Village energy projects typically rely only on limited domestic funding. This situation is further complicated by Indonesia’s financial market, which is dominated by banks offering an average loan tenor of only 8 years, while energy investments require long-term financing. Another issue is that national banks do not yet have a specific risk scheme for village energy projects, unlike utility-scale projects, which have measurable technical standards and risks.
Proposal for Community-Based Independent Management
The Institute for Essential Services Reform (IESR) has proposed that the government’s planned 100 GW solar power plant (PLTS) project can be managed independently by village communities. IESR Electricity and Renewable Energy Analyst Alvin Putra stated that the management scheme is key to the success of the 100 GW PLTS project.
Many village electrification and centralized PLTS projects ultimately prove unsustainable and are abandoned. IESR suggests that the management of the 100 GW PLTS be handled by village communities to ensure the sustainability of this large-scale program targeting 80,000 villages.“This also reflects the community’s aspiration — why these projects are not sustainable,” said Alvin.
Lihat postingan ini di Instagram
IESR further recommends that each village manage its PLTS project as an independent energy enterprise using an off-grid scheme. Under this approach, the power plant would operate independently without connection to the state electricity company (PLN)’s grid.
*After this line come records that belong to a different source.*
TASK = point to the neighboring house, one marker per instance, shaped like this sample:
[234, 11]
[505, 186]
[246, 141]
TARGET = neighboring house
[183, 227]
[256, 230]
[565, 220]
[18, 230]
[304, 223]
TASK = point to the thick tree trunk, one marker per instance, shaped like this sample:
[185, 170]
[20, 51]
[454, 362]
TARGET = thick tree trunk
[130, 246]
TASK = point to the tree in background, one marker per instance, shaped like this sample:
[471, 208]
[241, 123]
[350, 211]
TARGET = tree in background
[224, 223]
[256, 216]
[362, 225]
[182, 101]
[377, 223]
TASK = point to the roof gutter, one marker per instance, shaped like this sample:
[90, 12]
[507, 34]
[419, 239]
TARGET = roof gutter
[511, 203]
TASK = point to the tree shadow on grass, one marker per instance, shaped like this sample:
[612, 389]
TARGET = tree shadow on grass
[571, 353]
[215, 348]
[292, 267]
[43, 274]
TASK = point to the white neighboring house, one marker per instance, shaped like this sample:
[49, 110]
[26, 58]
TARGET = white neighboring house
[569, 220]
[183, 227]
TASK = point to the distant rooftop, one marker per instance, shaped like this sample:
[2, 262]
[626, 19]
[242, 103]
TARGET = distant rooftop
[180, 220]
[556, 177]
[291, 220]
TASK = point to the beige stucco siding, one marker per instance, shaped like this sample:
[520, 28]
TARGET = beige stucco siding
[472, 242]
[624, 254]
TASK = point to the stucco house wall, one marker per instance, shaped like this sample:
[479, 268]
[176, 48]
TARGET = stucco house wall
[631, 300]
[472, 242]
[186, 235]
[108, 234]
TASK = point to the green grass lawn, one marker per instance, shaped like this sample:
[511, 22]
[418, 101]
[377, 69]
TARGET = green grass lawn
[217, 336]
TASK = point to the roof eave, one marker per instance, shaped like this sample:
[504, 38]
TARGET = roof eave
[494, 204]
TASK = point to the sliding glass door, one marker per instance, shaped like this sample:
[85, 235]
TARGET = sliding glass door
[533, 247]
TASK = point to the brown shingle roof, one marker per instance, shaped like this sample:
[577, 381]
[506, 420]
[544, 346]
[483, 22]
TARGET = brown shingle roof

“Conceptually, we see an opportunity here — it can be managed off-grid. Because we know that PLTS is actually very flexible,” Alvin explained.
Project management could be entrusted to local entities such as cooperatives or Village-Owned Enterprises (BUMDes). In remote areas, PLTS is considered more economical and environmentally friendly compared to the diesel generators currently in use.
Beyond ensuring energy availability, the self-management scheme is also seen as having the potential to create new job opportunities for local communities. Residents could be trained as operators and project management team members, thereby empowering the village economy and building local institutional capacity.